Amnesty International insieme con African Resources Watch (Afrewatch) in un recente report chiamato “This is what we die for”, ha accusato le maggiori multinazionali di high-tech, come Apple, Microsoft, Sony, Samsung ecc, di sfruttamento minorile nella Repubblica Democratica del Congo per quanto concerne la lavorazione del cobalto, un materiale fondamentale per la costruzione delle batterie agli ioni di litio.

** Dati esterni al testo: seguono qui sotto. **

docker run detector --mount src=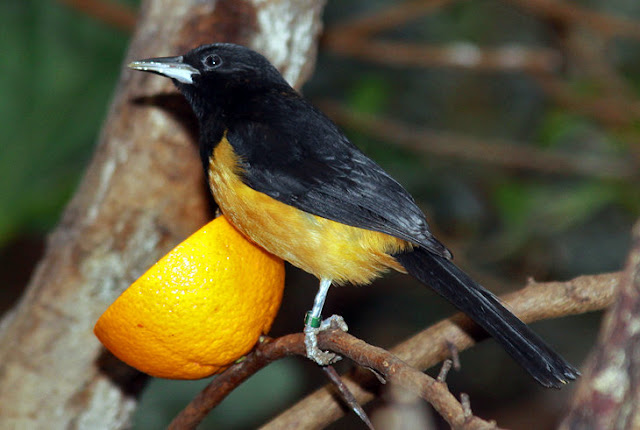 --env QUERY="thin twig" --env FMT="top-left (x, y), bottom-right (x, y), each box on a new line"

Più della metà di questo materiale circa il 20% proviene dal Congo, soprattutto nella parte meridionale del Paese; il numero di lavoratori ammonta a circa 150mila, tra cui molti bambini dai sette anni in su.
L’indagine è iniziata tra l’Aprile e il Maggio 2015, in varie miniere intervistando più di novanta persone, 17 delle quali minorenni. Le tante testimonianze raccontano di luoghi non inclini alle regole, l’utilizzo di guanti o mascherine è inesistente, ciò rappresenta un grave rischio per i lavoratori, perché il prolungato contatto con questo materiale può provocare asma, dermatite, gravi patologie polmonari, o anche lesioni alla colonna vertebrale.

Si aggiungono anche ambienti pericolosi perché non sono dotati di sistemi di ventilazione, inoltre c’è anche un forte rischio di incendi e crolli dei tunnel. Tra l’altro, i lavoratori vivono sotto costante minaccia delle guardie minerarie e sono soggetti ad estorsioni, violenze e ricatti, tutto questo per guadagnare un dollaro al giorno.

La maggior parte di questa produzione finisce nelle mani dell’azienda cinese Huayou Cobalt e della Congo Dongfang Mining che la vendono ad aziende cinesi e della Corea del Sud.
Per tutta risposta sono arrivate le smentite delle maggiori aziende, in quanto negano di avere affari con questa società cinese; Apple e Samsung sostengono che il lavoro minorile nella loro azienda non è tollerato.